MLApp Repository (Computer Vision) for the Imperial FIFCO - SINAC - UCR Campaign

Developer: Joystick Data Team

First Public Version


Project Description

This application leverages computer vision models as part of the "De vuelta a casa" (Back Home) campaign sponsored by Imperial Beer. The project's goal is to process images and generate predictions regarding confiscated seashells at airports, aiming to identify their origin and facilitate their return to the appropriate beaches.

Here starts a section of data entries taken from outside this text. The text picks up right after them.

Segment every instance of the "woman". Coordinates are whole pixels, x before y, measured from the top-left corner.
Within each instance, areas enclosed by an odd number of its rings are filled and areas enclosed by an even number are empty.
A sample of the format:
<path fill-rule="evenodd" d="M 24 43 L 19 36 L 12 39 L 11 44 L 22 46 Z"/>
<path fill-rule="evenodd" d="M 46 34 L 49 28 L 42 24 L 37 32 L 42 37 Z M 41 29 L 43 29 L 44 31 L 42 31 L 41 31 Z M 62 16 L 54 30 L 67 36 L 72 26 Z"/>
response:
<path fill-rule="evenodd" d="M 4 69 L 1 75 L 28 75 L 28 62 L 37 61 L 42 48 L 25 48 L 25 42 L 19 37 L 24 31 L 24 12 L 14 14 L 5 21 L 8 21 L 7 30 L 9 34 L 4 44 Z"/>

Due to the high volume of seashells and the limited number of experts available in the country, manual classification is unfeasible. This automated system utilizes artificial intelligence to provide an efficient and accurate solution, thus contributing to the conservation of marine ecosystems and environmental sustainability.


Repository Elements

  • requirements.txt: File containing all necessary dependencies to run the project.
  • Readme.txt: File with the model description.
  • model_final.pth: File containing the model.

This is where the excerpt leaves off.